What is the law of conservation of mass?

Answer 1

The law of conservation of mass states that no atoms are lost or made
during a chemical reaction so the mass of the products equals the mass
of the reactants.

Question 2

Write a balanced equation of magnesium reacting with hydrochloric acid.

Answer 2

Mg(s) + 2 HCl(aq) → MgCl2(aq) + H2(g)

Question 3

Define relative formula mass.

Answer 3

RFM - sum of relative atomic masses of all atoms in the formula.

Question 4

How can you increase the precision of experiment results?

Answer 4

Measure to more decimal places or use a more sensitive balance / apparatus

Question 5

What is Avogadro’s constant?

Answer 5

The number of atoms, molecules or ions in a mole of a given substance.
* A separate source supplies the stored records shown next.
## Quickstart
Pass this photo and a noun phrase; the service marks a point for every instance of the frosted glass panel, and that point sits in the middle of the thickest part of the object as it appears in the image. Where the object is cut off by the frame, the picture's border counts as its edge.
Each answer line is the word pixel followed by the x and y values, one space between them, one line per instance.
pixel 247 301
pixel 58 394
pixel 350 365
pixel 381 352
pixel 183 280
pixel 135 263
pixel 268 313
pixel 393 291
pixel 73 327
The value of the constant is 6.02 x 1023.

Question 6

What is the formula that links mass, molecular mass and moles together

Answer 6

Mass = Mr x Moles

Question 7

What is the mass of: 20 moles of calcium carbonate, CaCO3

Answer 7

Mass = Mr x Moles
Mr = 100
100 x 20 = 2000 g

Question 8

Calculate the amount of carbon dioxide
in moles in 0.32 g of carbon dioxide.

Relative atomic masses (Ar):
carbon = 12
oxygen = 16

Answer 8

CO2 = 12 + 16x2 = 44

Moles = Mass / Mr
0.32 / 44 = 0.007

Question 9

Nitrogen and hydrogen form ammonia shown by the following equation:
N2(g) + 3 H2(g) ⇌ 2 NH3(g)

Calculate the mass of nitrogen needed to form 6.8 tonnes of ammonia.
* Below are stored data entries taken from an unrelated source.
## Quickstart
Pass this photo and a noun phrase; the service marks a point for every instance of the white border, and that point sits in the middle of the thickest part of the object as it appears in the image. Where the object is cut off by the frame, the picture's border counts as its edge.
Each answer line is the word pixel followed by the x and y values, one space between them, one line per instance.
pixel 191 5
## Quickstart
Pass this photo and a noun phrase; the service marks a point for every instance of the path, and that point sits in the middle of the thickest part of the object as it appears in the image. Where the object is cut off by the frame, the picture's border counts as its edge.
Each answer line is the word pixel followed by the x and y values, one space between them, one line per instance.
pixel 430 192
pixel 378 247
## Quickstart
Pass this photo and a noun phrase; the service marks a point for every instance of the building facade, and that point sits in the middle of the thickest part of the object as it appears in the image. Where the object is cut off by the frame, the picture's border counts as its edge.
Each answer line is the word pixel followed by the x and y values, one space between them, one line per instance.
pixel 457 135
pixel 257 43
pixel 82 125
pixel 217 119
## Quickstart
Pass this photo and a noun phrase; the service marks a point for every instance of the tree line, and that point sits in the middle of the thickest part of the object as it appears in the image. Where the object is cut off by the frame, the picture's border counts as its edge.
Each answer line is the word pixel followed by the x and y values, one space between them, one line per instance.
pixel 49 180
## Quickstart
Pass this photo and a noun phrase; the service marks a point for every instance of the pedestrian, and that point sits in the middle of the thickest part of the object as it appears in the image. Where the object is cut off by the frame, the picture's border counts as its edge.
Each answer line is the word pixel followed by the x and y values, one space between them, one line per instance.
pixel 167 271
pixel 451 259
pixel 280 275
Relative atomic masses (Ar):
H = 1
N = 14

Answer 9

Step 1 - Work out the number of number of moles of ammonia
(Mr of ammonia = 17)
6800000 / 17 = 400000 moles of ammonia

Step 2 - Use the balanced equation and number of moles of ammonia to work out the number of moles of nitrogen
The ratio of nitrogen to ammonia is 1:2
Therefore the number of moles of nitrogen is 400000/2 = 200000

Step 3 - Work out the mass of nitrogen
(Mr of N2 is 28)
200000 x 28 = 5600000 g = 5.6 tonnes.

Question 10

Why do we have a reactant in excess?

What is a limiting reactant?

Answer 10

In a chemical reaction involving two reactants, it is common to use an
excess of one of the reactants to ensure that all of the other reactant is
used.

The reactant that is completely used up is called the limiting reactant because it limits the amount of products.

Question 11

Hydrogen peroxide decomposes in 
water to form water and oxygen. How 
many grams of oxygen gas will be 
given off from 40.8 g of hydrogen 
peroxide?

Answer 11

Step 1: Write the balanced equation 2 H2O2(l) → 2 H2O + O2(g)
Mr of H2O2 = 34

Step 2: Number of moles in 40.8 g : 40.8/34 = 1.2 moles
Ratio in the balanced equation of H2O2 : O2 = 2:1

Step 3 :Therefore number of moles of O2
= 0.6 moles

Step 4: Mass of oxygen = 0.6 x 32 (Mr of O2) = 19.2